Sin embargo, la posición de Robín y de Christabel era cada vez más delicada, pues, divididos en dos grupos que registraban a partir de puntos opuestos, los esbirros no podían reunirse de nuevo sin verles necesariamente.

Durante este tiempo, el viejo Fitz-Alwine, colocado como un general en las alturas que dominan el campo enemigo, se dedicaba a dar un repaso general al terrible sermón que pensaba dirigir a su hija en cuanto se encontrara de nuevo en el domicilio paterno.

Repentinamente, en medio de estos pensamientos, el caballo del barón se encabrita, baja las caderas, tuerce el lomo, tira coces y sacude frenéticamente al viejo guerrero, que aguanta e intenta controlarlo como hacía antaño con los indomables corceles árabes. ¡Vanos intentos! el hombre y el animal no se entienden; Fitz-Alwine permanece tan firme en la silla como la flecha recién disparada en la grupa del caballo, y el corcel y las ilusiones del barón se desbocan y emprenden por el bosque esa carrera desenfrenada, loca, fantástica, que les hace pasar cerca de Allan y les lleva no se sabe dónde.

¿Qué ocurrió con el barón? No nos atreveríamos a contar el acontecimiento que puso punto a esta carrera, tan extraordinario y maravilloso es, pero las crónicas de la época garantizan su autenticidad. Así fue:

Los soldados perdieron pronto de vista al barón, y con toda seguridad hubiese llegado a través de toda Inglaterra hasta el océano si el animal, al pasar bajo un roble a cuyos pies se hallaba un tronco de árbol, no hubiese tropezado.

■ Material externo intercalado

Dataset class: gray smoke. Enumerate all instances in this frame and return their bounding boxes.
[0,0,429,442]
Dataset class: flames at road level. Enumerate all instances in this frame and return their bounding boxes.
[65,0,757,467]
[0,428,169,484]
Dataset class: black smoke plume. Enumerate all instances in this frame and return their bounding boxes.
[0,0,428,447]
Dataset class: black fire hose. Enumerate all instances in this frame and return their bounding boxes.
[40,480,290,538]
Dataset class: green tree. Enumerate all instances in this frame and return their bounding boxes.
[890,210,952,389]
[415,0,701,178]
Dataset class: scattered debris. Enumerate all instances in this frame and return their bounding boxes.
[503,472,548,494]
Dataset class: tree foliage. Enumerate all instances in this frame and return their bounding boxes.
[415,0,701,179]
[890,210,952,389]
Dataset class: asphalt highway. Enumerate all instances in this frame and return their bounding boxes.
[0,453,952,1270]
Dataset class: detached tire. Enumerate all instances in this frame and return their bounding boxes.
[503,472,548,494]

Nuestro barón, que no había perdido el ánimo, quiso evitar una caída cuya violencia podía ser mortal, y, soltando la brida, se agarró con ambas manos a una rama del roble que, felizmente, era lo bastante fuerte para soportar su peso; esperaba poder sujetar a su caballo con las rodillas, pero la forzada pirueta del animal fue tan exagerada que Fitz-Alwine tuvo que abandonar la silla y quedó suspendido de la rama del roble, mientras que el caballo se levantaba, aligerado del peso anterior, y emprendía una nueva campaña.

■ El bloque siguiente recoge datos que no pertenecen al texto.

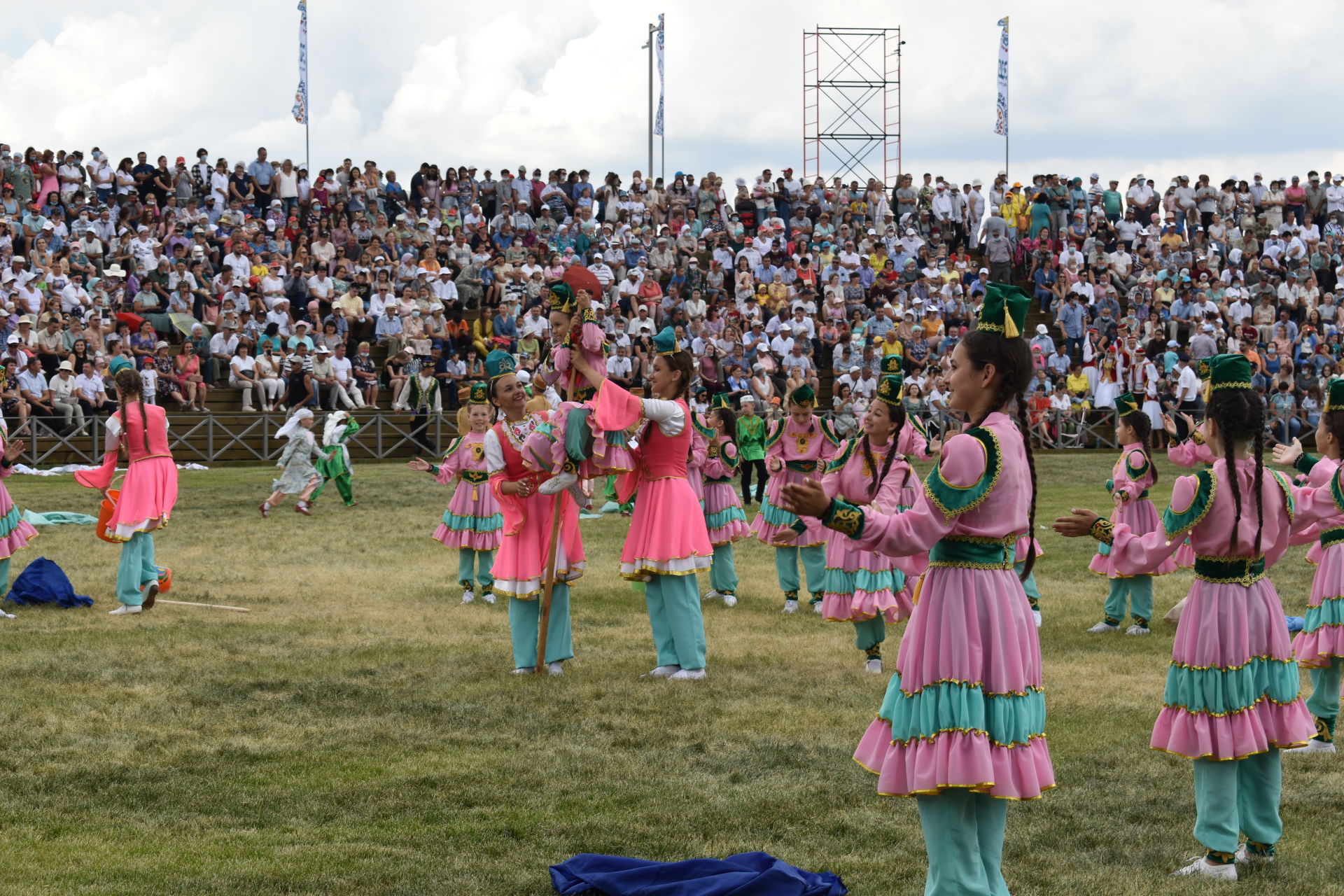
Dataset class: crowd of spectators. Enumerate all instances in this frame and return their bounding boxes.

Poco habituado a la gimnasia, el barón medía prudentemente la distancia que le separaba del suelo antes de dejarse caer, cuando, de pronto, vio brillar en la semioscuridad de la mañana, justo bajo sus pies, algo incandescente como dos tizones encendidos. Estos dos puntos ígneos pertenecían a una masa negra que se agitaba, giraba y se acercaba por momentos y por medio de saltos a las piernas del desdichado lord.

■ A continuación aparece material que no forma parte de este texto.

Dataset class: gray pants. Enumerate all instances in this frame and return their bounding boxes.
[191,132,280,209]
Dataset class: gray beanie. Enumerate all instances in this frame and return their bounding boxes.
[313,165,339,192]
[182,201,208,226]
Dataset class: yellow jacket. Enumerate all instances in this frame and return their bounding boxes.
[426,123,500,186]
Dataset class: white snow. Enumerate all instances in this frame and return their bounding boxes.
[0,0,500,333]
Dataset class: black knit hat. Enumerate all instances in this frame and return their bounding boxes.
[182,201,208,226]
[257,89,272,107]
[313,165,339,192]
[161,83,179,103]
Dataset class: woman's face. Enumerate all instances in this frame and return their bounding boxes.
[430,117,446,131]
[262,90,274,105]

"¡Hola! es un lobo", pensó el barón sin poder contener un grito de espanto y esforzándose por montarse a horcajadas en la rama; pero no lo logró, y un sudor frío, el sudor del pánico, le inundó cuando sintió deslizarse sobre el cuero de su bota y chocar contra el metal de sus espuelas los dientes del lobo, el cual saltaba, estirando el cuello y acercándose cada vez más a su presa, cuyos brazos se flexionaban y cuyo mentón se apoyaba en la rama mientras que sus piernas se encogían hasta la altura del pecho.

La lucha era desigual: el hilo que sostenía en el aire la golosina del feroz animal iba a romperse, el viejo lord ya no tenía fuerzas; así, recordando por última vez a Christabel y encomendando su alma a Dios, abrió las manos…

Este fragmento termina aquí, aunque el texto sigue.